23 December 2011

Time for a Christmas Carol

We are going to have wall to wall Dickens this Christmas. His bicententary has come at an apposite moment: we have never needed his wisdom and his diversion more. He has a strong claim to be our second national writer after Shakespeare, and this must be because we need the moral of his tales as much now as we did when they were written.

Personally I have never got along with Dickens, finding his characters unconvincing and preferring the earthier tales of George Eliot, with the greater depth of relationship and her overwhelming and winning compasion. The ubiquity of Dickens this year has taught me that I was wrong. Dickens's characters are intended to be unreal because his writing is allegorial, not realistic. This is the reason they have daft unconvincing names, but names that tell you immediately what role the character is to play in the morality tale that you are reading (or watching).

The point is most obvious in A Christmas Carol itself, where the unhappy Ebeneezer Scrooge is given the chance to abandon his love affair with his account-book and rejoin the human race. We remember scrooge as a miser, but this is not the role he plays. The Scrooge is actually the businessman driven by the quest for profit rather than people, abandoning love and humanity to commit his time to his enterprise. This book is a tirade against capitalism as powerful as any camp staged outside St. Paul's or any pamphlet from Marx and Engels. It tells how capitalism distorts the human spirit and, most importantly, makes even those who succeed within the narrow and shallow rules of its game, almost as unhappy as it makes the losers. And because capitalism, in its rotten essentials, has not changed, the message is as relevant 200 years on as it was in 1843.

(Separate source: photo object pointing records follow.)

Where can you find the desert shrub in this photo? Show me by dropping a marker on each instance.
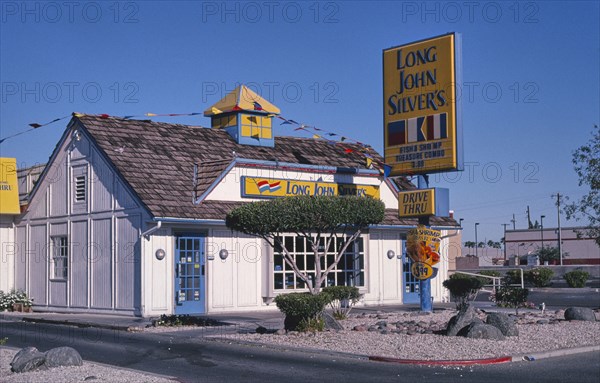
(342, 299)
(302, 310)
(540, 276)
(510, 296)
(576, 278)
(462, 288)
(491, 273)
(512, 277)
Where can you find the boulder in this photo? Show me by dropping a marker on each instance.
(291, 322)
(461, 320)
(478, 330)
(580, 313)
(504, 323)
(62, 357)
(331, 323)
(27, 359)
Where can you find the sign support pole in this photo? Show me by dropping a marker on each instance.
(424, 284)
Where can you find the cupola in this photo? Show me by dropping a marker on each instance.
(246, 116)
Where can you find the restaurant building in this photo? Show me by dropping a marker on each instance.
(128, 217)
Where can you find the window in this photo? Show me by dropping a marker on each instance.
(60, 258)
(350, 271)
(80, 188)
(256, 126)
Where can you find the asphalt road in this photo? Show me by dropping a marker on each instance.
(193, 359)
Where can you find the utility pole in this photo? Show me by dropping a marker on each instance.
(559, 230)
(505, 224)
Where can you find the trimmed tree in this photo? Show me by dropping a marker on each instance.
(319, 219)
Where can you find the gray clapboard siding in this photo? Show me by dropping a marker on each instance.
(21, 258)
(38, 263)
(101, 264)
(127, 262)
(79, 264)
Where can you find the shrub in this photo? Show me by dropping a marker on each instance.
(302, 310)
(491, 273)
(576, 278)
(512, 277)
(540, 276)
(342, 299)
(14, 296)
(509, 296)
(462, 288)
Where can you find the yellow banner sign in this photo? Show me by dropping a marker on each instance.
(417, 203)
(256, 187)
(423, 245)
(9, 190)
(420, 106)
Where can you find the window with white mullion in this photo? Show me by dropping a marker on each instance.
(349, 270)
(60, 258)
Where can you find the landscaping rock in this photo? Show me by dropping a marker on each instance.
(63, 357)
(504, 323)
(331, 323)
(580, 313)
(290, 323)
(478, 330)
(27, 359)
(461, 320)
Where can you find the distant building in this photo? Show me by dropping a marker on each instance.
(581, 250)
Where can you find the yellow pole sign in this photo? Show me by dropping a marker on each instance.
(9, 190)
(423, 247)
(421, 117)
(416, 203)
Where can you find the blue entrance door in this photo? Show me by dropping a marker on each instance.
(189, 275)
(410, 283)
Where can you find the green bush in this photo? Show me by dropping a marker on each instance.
(462, 288)
(14, 296)
(342, 299)
(576, 278)
(513, 277)
(510, 296)
(491, 273)
(302, 310)
(540, 276)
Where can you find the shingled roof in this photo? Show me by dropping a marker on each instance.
(157, 161)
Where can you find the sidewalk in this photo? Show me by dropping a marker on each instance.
(235, 321)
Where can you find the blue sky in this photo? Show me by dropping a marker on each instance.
(530, 92)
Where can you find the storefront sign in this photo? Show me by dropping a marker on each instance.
(9, 190)
(423, 246)
(424, 202)
(256, 187)
(421, 270)
(421, 115)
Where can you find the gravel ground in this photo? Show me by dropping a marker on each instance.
(89, 372)
(537, 333)
(404, 335)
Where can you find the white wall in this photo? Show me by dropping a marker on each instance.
(7, 253)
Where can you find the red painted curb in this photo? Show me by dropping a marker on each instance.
(467, 362)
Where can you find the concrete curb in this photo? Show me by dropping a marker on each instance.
(505, 359)
(82, 324)
(463, 362)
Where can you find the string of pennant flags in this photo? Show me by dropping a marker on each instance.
(364, 150)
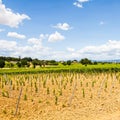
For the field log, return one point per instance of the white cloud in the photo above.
(1, 30)
(9, 18)
(79, 3)
(7, 45)
(55, 37)
(64, 26)
(70, 49)
(16, 35)
(37, 41)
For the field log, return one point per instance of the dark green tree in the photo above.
(2, 63)
(24, 63)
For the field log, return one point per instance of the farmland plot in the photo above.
(60, 96)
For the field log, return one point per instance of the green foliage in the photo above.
(2, 63)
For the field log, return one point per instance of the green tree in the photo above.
(85, 61)
(2, 63)
(69, 62)
(23, 63)
(18, 64)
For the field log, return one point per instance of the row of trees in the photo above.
(28, 61)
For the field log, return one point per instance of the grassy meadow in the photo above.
(60, 93)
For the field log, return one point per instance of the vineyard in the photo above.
(59, 96)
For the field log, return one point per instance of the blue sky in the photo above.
(60, 29)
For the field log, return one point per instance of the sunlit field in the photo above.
(60, 96)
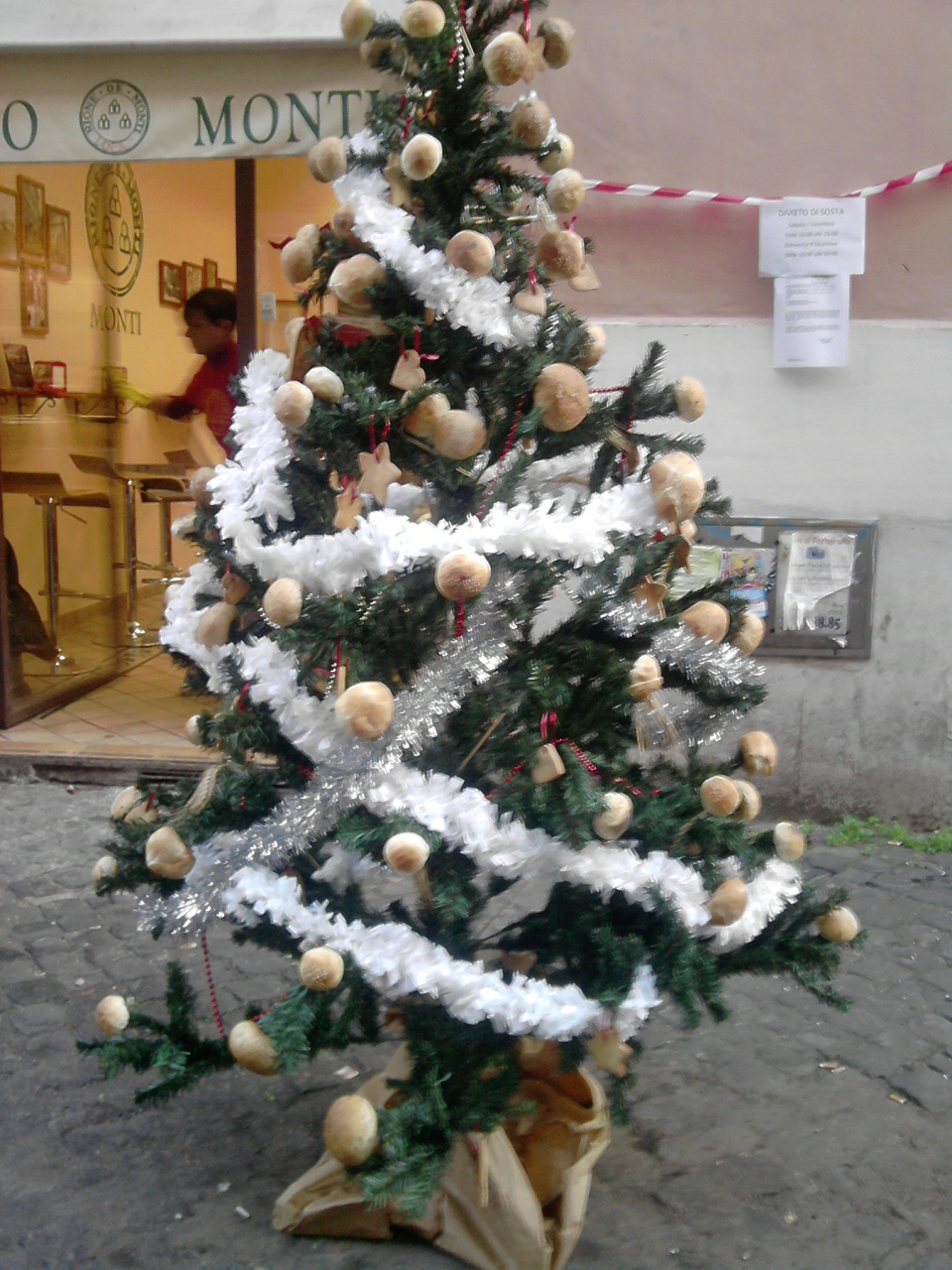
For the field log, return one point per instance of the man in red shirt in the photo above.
(209, 324)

Meanwhile, the characters of Bleak House are fixated by a legal case from which only lawyers gain, the Jarndyce and Jayndyce chancery case standing iconically for the project of any who would dedicate his or her life to the pursuit of financial reward. Many characters in the novel see relationships and health destroyed while they battle for their 'expectations'. The choice of this word throughout the Dickens oeuvre so neatly sums up the way capitalism always offers but never rewards, thereby ensuring a lifetime's unhappy slavery and a perpetual discontent.

At the end of this year during which we saw the 99% who place love and common humanity above profit and power challenge the 1% who are destroying human society and the planet simultaneously, we should congratulate ourselves that this division has been articulated. We must gain in strength as a movement in 2012, but also as individuals we can try to share the Dickensian sense of comfort and joy and remember that both are for life, not just for Christmas.

1 comment:

  1. Lovely article. As someone thoroughly cheesed off with Consumer Xmas, the wee bit of joy I do get at this time of the year is by reading Dickens's Christmas Carol.